In structuring his rescue, Treasury Secretary Henry Paulson gave a haircut to holders of both common and preferred stock. In the process, he socked it to many small banks that had much of their capital in Fan or Fred shares. He was right to do so, and he should have wiped them out given how much those holders had profited over the years from a government guarantee. But, strangely, Mr. Paulson also decided to give Fan and Fred’s subordinated debt holders an entirely free pass. Why?

I asked that question myself on Tuesday, and got two extremely good answers in response. Here’s dsquared:

Subordinated debt is debt, it’s not equity and it’s not preferred equity. You can’t put an insolvent company into conservatorship and you can’t keep a company solvent while defaulting on its debt. A conservatorship doesn’t allow you to arbitrarily draw a line in the capital structure.

And here’s John Hempton:

An equity holder who has their dividends suspended cannot make a bankruptcy filing. A preferred holder cannot make a bankruptcy filing.

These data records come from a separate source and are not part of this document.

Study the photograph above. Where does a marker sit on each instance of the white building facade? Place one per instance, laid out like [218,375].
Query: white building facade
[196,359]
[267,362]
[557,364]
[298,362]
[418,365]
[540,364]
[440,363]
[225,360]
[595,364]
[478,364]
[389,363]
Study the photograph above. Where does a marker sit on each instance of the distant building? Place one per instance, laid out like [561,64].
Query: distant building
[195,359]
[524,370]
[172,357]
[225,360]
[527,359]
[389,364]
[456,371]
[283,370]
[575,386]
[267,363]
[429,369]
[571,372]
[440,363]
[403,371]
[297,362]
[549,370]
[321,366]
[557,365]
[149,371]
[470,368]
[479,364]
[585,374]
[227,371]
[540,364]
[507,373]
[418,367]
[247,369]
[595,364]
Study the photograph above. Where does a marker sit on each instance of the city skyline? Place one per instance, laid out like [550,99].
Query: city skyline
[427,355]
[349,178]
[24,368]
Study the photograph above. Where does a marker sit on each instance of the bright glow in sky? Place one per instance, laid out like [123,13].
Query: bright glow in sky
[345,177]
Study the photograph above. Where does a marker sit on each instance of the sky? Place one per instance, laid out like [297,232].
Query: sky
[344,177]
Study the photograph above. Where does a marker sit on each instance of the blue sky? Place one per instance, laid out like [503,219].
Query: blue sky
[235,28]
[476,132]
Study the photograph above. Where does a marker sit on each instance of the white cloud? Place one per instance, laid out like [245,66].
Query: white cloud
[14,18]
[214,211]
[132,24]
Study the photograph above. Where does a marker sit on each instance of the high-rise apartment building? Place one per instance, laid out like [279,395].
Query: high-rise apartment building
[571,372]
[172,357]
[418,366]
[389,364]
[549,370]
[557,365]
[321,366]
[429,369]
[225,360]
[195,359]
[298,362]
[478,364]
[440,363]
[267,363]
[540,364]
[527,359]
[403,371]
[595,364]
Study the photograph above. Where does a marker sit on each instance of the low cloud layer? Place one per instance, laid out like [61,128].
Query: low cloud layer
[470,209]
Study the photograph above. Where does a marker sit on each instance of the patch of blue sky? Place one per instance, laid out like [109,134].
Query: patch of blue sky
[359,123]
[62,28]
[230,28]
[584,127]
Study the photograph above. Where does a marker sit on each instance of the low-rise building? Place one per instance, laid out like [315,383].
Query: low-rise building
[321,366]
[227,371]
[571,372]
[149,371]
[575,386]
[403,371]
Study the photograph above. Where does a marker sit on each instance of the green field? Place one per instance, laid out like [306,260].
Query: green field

A subordinated holder can make a bankruptcy filing.

That power is a good reason why you would honour their capital.

Meanwhile, the WSJ’s editorialists seem to have asked Treasury directly:

Treasury’s explanation is that it had to do this to reassure the world’s holders of Fan and Fred senior debt. The argument seems to be that if subordinated debt holders took a loss, then senior debt holders might panic and run. And reassuring the Chinese and other holders of Fannie senior debt is the main point of this bailout.

All of these answers seem vaguely reasonable to me. I don’t know if there is One Big Reason for the sub-debt bailout, but the editorial does point to one other small reason: there’s "only" $15 billion in sub debt outstanding, less than 1% of Frannie senior obligations. If you imposed say a 20% haircut, that would get you $3 billion: hardly chump change, but not enough to make much of a difference to the Fannie and Freddie balance sheets.

My feeling is that after taking all the above considerations into account, Paulson came to the conclusion that attacking sub-debt holders was simply more trouble than it was worth. There’s a German concept called Anstaltslast, which holds that if an entity is owned by the government, it will meet all its obligations. The idea that the GSEs would be taken over by the Treasury and then immediately default on their subordinated debt — even though there was no indication of any imminent default when they were public companies — is definitely a bit weird.

So although for moral hazard reasons it might have been nice to impose a haircut, I can see how sheltering the sub debt might have been a much more practical course of action — especially since all the decisions needed to be made in one weekend and the conservatorship was complicated enough as it was.